Australian Capital Territory
19 Jan 2017
I’ve been looking at travel blogs recently. There are thousands out there, but I’ve only seen hundreds. They all look great, with photographs of colourful, dramatic, interesting landscapes, tales of luxury holidays, road trips, city visits and so on.
It’s been good fun reading them and admiring the photos and envying the travellers, but ultimately arid and unsatisfying. At least for me.
A few bloggers have shown signs of seriousness. They have their own domain, a premium theme, installed Google Analytics, reserved social media accounts, put up a few ads and affiliate links. Like me, they have checked some of the boxes for “How to Travel Blog”.

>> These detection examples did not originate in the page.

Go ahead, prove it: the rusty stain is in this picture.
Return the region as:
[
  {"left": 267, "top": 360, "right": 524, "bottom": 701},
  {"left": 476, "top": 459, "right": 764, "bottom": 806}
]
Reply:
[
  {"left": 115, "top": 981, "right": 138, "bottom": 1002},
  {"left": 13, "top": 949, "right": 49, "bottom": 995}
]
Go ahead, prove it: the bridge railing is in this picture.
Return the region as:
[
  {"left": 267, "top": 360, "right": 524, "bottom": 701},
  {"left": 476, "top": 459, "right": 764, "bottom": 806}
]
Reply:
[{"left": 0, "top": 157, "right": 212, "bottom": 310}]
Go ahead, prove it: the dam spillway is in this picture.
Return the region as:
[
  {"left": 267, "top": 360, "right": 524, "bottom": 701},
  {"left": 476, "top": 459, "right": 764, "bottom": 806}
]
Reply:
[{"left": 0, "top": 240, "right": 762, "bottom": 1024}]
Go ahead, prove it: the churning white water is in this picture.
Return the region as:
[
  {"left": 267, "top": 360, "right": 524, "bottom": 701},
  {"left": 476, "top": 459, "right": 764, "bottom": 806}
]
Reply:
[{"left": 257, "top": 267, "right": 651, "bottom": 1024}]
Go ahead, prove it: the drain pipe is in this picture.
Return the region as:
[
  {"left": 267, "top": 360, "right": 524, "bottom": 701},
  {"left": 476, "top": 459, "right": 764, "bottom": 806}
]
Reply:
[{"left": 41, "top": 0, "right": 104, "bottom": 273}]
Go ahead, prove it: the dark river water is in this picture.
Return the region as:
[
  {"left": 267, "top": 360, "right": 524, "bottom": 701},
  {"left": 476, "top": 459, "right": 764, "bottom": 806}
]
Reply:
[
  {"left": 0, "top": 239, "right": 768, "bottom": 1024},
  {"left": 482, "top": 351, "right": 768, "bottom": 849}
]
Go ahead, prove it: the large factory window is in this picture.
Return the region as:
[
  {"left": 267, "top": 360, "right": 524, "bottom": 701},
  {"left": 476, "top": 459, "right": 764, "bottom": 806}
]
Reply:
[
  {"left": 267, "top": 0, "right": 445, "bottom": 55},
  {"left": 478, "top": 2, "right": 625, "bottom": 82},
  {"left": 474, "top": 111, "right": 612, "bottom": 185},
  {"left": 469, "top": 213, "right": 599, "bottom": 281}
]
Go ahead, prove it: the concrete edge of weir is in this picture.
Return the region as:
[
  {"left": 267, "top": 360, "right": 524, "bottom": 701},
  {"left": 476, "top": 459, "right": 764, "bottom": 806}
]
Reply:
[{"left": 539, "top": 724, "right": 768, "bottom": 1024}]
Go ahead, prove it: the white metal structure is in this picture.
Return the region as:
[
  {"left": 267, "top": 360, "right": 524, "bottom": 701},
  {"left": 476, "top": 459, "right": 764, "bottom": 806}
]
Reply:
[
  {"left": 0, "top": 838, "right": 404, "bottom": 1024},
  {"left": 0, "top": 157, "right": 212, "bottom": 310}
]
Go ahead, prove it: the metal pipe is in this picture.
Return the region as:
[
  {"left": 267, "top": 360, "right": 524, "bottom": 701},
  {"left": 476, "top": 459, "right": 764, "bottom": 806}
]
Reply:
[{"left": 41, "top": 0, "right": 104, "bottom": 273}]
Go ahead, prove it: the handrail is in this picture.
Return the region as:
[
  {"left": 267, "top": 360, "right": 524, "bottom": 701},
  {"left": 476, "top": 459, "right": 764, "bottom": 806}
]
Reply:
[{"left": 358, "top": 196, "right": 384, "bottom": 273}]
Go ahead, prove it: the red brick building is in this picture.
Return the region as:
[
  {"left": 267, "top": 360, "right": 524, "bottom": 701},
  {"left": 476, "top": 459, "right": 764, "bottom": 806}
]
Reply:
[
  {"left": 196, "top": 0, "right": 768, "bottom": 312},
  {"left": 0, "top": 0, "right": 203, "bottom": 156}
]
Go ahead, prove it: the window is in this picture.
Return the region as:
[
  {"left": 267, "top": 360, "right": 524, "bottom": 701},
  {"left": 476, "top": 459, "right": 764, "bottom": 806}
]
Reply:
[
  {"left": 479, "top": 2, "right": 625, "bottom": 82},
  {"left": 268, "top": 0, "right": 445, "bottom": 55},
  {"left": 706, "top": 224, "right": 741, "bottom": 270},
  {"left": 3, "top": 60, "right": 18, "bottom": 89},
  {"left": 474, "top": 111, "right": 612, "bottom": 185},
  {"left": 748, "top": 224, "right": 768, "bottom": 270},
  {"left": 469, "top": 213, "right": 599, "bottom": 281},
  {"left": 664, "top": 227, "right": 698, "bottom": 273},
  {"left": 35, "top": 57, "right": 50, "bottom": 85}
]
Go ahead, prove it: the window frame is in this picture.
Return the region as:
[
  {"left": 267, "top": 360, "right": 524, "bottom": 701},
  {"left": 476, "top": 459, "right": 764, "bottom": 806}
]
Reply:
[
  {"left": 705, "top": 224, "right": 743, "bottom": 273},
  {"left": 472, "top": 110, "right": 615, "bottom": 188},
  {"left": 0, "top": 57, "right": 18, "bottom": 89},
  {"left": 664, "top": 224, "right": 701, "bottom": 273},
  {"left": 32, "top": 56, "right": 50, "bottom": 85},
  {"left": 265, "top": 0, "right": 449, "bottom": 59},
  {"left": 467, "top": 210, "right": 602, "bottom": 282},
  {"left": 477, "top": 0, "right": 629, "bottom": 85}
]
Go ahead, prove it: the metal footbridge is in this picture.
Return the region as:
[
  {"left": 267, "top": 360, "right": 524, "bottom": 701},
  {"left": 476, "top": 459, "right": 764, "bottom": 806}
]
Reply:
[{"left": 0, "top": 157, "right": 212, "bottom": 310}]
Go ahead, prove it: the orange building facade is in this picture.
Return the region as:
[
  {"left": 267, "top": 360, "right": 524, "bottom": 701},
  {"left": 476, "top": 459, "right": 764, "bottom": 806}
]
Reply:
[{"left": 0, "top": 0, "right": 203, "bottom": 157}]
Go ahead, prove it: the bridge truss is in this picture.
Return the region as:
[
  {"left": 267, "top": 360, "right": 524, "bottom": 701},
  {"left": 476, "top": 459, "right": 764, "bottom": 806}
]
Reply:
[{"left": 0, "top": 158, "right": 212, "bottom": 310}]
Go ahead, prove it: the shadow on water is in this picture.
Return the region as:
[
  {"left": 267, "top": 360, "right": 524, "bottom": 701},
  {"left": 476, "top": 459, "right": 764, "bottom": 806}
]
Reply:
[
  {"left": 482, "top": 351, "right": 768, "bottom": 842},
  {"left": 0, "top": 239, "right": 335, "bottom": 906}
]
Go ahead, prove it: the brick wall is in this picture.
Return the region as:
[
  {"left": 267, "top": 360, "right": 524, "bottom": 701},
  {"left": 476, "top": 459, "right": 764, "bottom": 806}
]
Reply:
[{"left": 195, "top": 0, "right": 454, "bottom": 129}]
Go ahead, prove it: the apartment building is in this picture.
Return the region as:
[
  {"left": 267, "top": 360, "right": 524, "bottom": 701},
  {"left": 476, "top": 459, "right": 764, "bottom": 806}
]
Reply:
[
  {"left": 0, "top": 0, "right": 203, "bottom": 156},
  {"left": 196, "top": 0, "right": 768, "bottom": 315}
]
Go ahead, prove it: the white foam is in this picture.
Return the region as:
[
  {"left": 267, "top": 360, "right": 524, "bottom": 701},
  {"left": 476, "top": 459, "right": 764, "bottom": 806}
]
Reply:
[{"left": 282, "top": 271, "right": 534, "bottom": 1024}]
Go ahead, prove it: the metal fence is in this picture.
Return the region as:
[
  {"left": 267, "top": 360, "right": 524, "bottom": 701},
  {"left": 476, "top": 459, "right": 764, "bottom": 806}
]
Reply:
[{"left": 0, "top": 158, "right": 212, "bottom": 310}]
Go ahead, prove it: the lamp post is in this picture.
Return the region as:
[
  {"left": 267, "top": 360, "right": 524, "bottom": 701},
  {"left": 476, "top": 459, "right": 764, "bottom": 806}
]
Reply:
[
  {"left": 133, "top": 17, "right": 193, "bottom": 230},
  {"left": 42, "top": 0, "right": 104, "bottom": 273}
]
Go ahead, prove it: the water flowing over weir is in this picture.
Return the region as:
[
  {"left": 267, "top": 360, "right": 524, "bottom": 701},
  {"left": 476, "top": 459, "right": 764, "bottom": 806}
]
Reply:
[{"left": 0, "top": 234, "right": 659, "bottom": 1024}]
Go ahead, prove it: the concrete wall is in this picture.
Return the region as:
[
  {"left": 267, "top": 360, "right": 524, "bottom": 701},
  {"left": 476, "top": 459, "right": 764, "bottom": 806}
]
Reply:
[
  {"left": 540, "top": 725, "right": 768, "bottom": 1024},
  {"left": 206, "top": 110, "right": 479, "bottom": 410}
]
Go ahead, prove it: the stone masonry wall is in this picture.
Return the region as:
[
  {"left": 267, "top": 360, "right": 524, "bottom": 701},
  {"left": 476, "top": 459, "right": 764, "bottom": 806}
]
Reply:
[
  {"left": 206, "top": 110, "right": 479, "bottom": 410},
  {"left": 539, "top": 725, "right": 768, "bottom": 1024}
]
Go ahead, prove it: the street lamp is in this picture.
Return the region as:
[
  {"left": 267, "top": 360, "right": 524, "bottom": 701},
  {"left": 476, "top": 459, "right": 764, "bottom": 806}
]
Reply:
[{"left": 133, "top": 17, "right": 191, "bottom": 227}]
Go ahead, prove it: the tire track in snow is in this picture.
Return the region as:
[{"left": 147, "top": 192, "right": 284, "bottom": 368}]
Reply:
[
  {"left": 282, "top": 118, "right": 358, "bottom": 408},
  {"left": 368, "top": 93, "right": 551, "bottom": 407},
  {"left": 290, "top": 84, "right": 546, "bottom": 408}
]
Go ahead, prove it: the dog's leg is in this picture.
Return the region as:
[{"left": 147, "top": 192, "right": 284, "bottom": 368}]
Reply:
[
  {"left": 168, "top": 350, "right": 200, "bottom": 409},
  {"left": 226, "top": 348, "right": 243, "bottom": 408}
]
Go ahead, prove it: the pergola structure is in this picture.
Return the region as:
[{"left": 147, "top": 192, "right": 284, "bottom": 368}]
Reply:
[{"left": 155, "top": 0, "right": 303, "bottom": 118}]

Very few will make it to the point of generating even a tiny profit for their owners, let alone making a full-time living. Why? Blogging is hard work. Those social media accounts must be tended, the photos must be edited, the stories must be entertaining and informative. Day after day after day. If the blogger has a day job and/or a family, the time is squeezed away. If the blogger is travelling, that’s more time taken up, with internet access becoming scarcer and more expensive.
The posts start to dry up – and with them the readership – or the writing becomes stale and the same old stories and photos rehashed.
A few prosper. Two reasons I can think of beyond ticking the right boxes.
- The blogger has a genuine “voice” and their personality shines through.
- There is something more than travel being presented.
Here’s what I mean. See the main image? It shows two birds in a tree full of fruit and berries. Most bloggers are like the bird gorging itself on all the good things. The thrills, the food, the exotic places.*
The other bird is just watching, calm and detached. It sees further, it sees below the surface, it sees the reality.
Travel is a consumer product nowadays. If a blogger is nothing but an unpaid promoter of whatever travel products are on the market, they will be shallow, second-rate. If they were any good, they would be getting paid for it.
If a blogger steps back, finds the real substance, presents the good along with the bad, provides information that is useful or perceptive, then they may survive and prosper. Because apart from giving their readers a reason to keep on coming back, they are giving themselves a reason to continue.
What do you think? What do the top bloggers have to keep their audience, and why do they keep doing it?